Danke für die schnellen Antworten. HDMI überträgt also auch Audiosignale, muss ich dann also für den DVI-D Anschluss des BenQ Monitors noch andere Kabel anschließen für Audio oder nur das DVI Kabel in die DVI-D Schnittstelle? Und welchen Monitor würdet ihr mir empfehlen, ich spiele hauptsächlich an meinem PC, welcher von den beiden wäre also besser für mich? Der Samsung hat 2ms Reaktionszeit und der BenQ 5ms, ist das ein großer Unterschied? Oder ist das egal? Ich stelle gerade so viele Fragen weil ich beim kauf eines neuen Monitors keinen Fehler machen will. Ich freue mich auf Antworten.


----------



## loltheripper (25. September 2011)

Scarecrow143 schrieb:


> Danke für die schnellen Antworten. HDMI überträgt also auch Audiosignale, muss ich dann also für den DVI-D Anschluss des BenQ Monitors noch andere Kabel anschließen für Audio oder nur das DVI Kabel in die DVI-D Schnittstelle?

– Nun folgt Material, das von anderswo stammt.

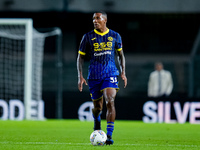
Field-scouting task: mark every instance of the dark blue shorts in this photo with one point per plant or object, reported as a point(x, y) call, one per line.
point(96, 87)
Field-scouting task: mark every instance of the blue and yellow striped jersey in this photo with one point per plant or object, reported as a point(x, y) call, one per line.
point(101, 48)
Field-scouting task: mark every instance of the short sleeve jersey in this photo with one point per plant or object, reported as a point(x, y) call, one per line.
point(101, 48)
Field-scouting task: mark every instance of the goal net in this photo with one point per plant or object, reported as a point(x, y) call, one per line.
point(21, 60)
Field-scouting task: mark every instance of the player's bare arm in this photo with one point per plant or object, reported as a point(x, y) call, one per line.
point(121, 60)
point(81, 79)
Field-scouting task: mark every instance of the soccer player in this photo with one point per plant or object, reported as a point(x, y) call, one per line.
point(100, 45)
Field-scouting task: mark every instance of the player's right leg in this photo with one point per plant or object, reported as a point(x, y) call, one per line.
point(97, 98)
point(98, 106)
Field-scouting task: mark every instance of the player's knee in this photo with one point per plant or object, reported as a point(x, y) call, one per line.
point(110, 102)
point(97, 110)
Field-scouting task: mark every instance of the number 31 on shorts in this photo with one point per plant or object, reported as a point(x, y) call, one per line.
point(113, 79)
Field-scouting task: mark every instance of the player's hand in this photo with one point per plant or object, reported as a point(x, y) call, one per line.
point(123, 76)
point(81, 80)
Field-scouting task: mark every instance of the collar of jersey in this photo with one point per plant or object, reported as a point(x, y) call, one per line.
point(102, 34)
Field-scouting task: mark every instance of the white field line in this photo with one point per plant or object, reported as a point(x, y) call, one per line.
point(57, 143)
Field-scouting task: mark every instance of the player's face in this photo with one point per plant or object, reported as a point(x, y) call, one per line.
point(99, 21)
point(159, 67)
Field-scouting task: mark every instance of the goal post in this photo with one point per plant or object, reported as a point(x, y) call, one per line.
point(21, 62)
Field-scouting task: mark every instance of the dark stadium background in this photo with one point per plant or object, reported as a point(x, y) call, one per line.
point(148, 36)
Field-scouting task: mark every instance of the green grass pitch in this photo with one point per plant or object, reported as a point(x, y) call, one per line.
point(74, 134)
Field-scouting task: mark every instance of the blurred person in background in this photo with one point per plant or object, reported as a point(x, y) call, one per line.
point(101, 45)
point(160, 82)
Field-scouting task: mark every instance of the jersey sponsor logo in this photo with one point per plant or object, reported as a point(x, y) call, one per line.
point(110, 38)
point(113, 79)
point(102, 46)
point(102, 53)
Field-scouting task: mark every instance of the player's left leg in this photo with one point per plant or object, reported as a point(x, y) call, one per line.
point(109, 95)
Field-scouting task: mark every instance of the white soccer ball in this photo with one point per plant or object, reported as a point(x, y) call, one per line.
point(98, 137)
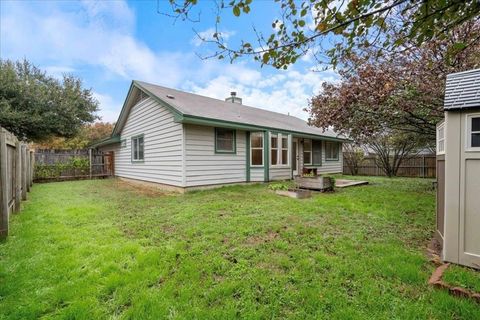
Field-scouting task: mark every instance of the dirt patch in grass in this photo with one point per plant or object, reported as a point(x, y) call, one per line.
point(261, 239)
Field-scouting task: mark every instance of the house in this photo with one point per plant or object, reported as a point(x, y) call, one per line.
point(458, 170)
point(182, 140)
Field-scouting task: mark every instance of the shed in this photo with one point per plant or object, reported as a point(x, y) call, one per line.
point(458, 170)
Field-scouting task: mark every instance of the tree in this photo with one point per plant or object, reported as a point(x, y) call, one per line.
point(88, 134)
point(35, 106)
point(353, 156)
point(401, 92)
point(392, 148)
point(331, 29)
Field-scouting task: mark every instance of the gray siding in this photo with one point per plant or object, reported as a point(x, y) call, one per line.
point(283, 173)
point(204, 167)
point(328, 166)
point(163, 140)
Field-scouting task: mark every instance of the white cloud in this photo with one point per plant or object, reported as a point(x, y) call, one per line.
point(109, 107)
point(207, 35)
point(101, 35)
point(287, 92)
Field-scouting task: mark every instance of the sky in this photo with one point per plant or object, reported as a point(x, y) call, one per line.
point(110, 43)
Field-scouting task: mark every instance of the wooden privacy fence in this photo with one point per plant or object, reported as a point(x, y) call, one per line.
point(16, 176)
point(422, 166)
point(59, 165)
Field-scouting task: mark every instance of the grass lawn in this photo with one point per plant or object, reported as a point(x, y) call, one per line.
point(101, 249)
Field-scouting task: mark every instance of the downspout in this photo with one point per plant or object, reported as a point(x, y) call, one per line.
point(266, 153)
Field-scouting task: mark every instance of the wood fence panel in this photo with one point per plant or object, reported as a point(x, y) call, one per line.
point(423, 166)
point(13, 173)
point(18, 176)
point(62, 165)
point(24, 171)
point(4, 214)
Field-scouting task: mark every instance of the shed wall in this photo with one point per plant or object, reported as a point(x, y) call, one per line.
point(462, 187)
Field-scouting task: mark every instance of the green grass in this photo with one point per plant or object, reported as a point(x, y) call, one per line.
point(100, 249)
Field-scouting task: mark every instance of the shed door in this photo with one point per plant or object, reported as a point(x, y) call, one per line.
point(440, 196)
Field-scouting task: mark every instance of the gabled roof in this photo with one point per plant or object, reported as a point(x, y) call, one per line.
point(197, 109)
point(462, 90)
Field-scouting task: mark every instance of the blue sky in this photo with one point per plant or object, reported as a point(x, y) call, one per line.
point(110, 43)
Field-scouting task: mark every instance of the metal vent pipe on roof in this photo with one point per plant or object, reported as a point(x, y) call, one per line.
point(233, 98)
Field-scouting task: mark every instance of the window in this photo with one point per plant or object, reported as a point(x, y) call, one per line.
point(137, 148)
point(225, 140)
point(441, 139)
point(256, 148)
point(307, 151)
point(474, 134)
point(284, 156)
point(278, 149)
point(274, 149)
point(317, 152)
point(331, 150)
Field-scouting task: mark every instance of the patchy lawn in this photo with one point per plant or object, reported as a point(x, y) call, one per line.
point(100, 249)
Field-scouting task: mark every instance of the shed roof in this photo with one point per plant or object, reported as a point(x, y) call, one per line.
point(462, 90)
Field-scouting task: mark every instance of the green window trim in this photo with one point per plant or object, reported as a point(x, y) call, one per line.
point(247, 163)
point(316, 153)
point(309, 151)
point(140, 160)
point(234, 143)
point(262, 135)
point(337, 145)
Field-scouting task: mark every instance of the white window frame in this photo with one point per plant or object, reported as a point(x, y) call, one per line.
point(261, 134)
point(277, 136)
point(138, 150)
point(309, 163)
point(337, 145)
point(441, 128)
point(469, 132)
point(279, 149)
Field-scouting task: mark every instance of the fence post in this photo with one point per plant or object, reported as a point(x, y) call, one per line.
point(3, 185)
point(24, 172)
point(423, 166)
point(27, 173)
point(18, 175)
point(90, 161)
point(32, 162)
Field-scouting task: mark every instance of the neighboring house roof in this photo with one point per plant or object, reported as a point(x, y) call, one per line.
point(197, 109)
point(462, 90)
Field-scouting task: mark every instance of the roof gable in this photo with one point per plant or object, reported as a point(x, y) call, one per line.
point(462, 90)
point(193, 108)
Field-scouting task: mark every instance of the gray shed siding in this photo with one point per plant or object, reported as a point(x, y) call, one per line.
point(205, 167)
point(163, 139)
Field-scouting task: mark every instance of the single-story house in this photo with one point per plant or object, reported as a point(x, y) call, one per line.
point(183, 140)
point(458, 170)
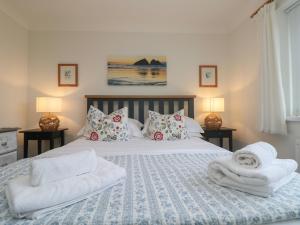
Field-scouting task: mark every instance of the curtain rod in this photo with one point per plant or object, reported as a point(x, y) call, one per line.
point(260, 7)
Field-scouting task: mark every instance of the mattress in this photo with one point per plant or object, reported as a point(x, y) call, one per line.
point(166, 184)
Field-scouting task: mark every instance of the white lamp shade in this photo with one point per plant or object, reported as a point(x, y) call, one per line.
point(213, 105)
point(48, 104)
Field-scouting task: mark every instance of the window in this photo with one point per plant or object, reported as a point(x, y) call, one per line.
point(293, 19)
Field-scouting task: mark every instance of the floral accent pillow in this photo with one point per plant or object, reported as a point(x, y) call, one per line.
point(167, 127)
point(112, 127)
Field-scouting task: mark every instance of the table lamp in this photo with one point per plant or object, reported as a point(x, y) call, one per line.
point(213, 105)
point(47, 106)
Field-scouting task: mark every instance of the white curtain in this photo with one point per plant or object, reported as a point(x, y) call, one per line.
point(273, 108)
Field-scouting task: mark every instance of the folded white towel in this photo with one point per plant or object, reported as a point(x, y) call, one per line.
point(46, 170)
point(32, 202)
point(257, 155)
point(262, 182)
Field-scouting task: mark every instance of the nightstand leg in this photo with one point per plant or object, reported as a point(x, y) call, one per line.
point(39, 147)
point(221, 142)
point(25, 148)
point(51, 143)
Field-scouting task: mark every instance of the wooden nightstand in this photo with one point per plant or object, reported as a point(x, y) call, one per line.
point(223, 132)
point(39, 135)
point(8, 145)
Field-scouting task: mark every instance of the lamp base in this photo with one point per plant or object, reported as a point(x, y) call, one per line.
point(49, 122)
point(213, 121)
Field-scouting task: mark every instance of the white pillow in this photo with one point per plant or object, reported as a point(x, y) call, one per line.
point(134, 128)
point(193, 127)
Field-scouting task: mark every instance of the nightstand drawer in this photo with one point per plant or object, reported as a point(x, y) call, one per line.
point(8, 158)
point(8, 141)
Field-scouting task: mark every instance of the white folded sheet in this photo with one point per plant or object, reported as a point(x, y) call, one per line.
point(257, 155)
point(262, 182)
point(46, 170)
point(33, 202)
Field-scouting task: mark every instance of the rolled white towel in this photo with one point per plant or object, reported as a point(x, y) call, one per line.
point(47, 170)
point(262, 182)
point(27, 201)
point(254, 156)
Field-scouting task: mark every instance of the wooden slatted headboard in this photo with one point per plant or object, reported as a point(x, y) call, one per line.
point(141, 102)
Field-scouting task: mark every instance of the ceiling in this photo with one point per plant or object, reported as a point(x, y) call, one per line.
point(172, 16)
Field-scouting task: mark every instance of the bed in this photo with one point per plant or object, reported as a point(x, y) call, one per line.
point(166, 181)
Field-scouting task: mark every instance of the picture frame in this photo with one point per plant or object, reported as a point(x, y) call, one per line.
point(208, 76)
point(137, 70)
point(67, 75)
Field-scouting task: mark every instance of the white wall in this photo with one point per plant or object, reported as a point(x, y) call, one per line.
point(244, 94)
point(13, 73)
point(185, 52)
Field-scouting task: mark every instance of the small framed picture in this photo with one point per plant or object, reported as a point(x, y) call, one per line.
point(67, 75)
point(208, 76)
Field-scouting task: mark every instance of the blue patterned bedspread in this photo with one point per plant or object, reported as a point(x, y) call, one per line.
point(165, 189)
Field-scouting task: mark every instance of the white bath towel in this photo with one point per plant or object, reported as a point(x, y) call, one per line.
point(254, 156)
point(46, 170)
point(262, 182)
point(32, 202)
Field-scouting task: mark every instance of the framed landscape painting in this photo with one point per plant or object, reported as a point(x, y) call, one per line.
point(208, 76)
point(137, 70)
point(67, 75)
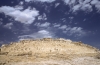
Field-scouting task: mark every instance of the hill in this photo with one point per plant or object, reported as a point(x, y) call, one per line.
point(48, 51)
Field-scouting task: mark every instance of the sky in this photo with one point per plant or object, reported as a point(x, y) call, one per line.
point(77, 20)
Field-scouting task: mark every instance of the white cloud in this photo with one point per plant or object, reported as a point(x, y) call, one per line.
point(26, 16)
point(49, 1)
point(86, 8)
point(1, 21)
point(42, 17)
point(8, 25)
point(67, 1)
point(63, 27)
point(39, 34)
point(76, 8)
point(56, 25)
point(86, 1)
point(57, 4)
point(46, 24)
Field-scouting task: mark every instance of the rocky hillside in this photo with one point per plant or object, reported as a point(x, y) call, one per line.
point(48, 51)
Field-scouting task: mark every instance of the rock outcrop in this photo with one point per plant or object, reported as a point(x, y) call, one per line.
point(48, 51)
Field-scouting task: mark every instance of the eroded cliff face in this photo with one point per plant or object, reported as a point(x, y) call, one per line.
point(47, 51)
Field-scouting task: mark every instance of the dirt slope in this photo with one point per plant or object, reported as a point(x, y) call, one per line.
point(49, 51)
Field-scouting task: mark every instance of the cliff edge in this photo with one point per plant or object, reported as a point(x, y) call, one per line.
point(48, 51)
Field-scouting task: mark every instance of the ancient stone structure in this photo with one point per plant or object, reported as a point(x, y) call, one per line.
point(48, 51)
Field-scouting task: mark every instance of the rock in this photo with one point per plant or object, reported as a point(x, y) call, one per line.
point(48, 51)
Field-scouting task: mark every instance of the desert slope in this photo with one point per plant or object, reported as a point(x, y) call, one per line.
point(48, 51)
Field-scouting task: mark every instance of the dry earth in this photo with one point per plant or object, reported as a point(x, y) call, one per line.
point(49, 51)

Und welchen Monitor würdet ihr mir empfehlen, ich spiele hauptsächlich an meinem PC, welcher von den beiden wäre also besser für mich? Der Samsung hat 2ms Reaktionszeit und der BenQ 5ms, ist das ein großer Unterschied? Oder ist das egal? Ich stelle gerade so viele Fragen weil ich beim kauf eines neuen Monitors keinen Fehler machen will. Ich freue mich auf Antworten.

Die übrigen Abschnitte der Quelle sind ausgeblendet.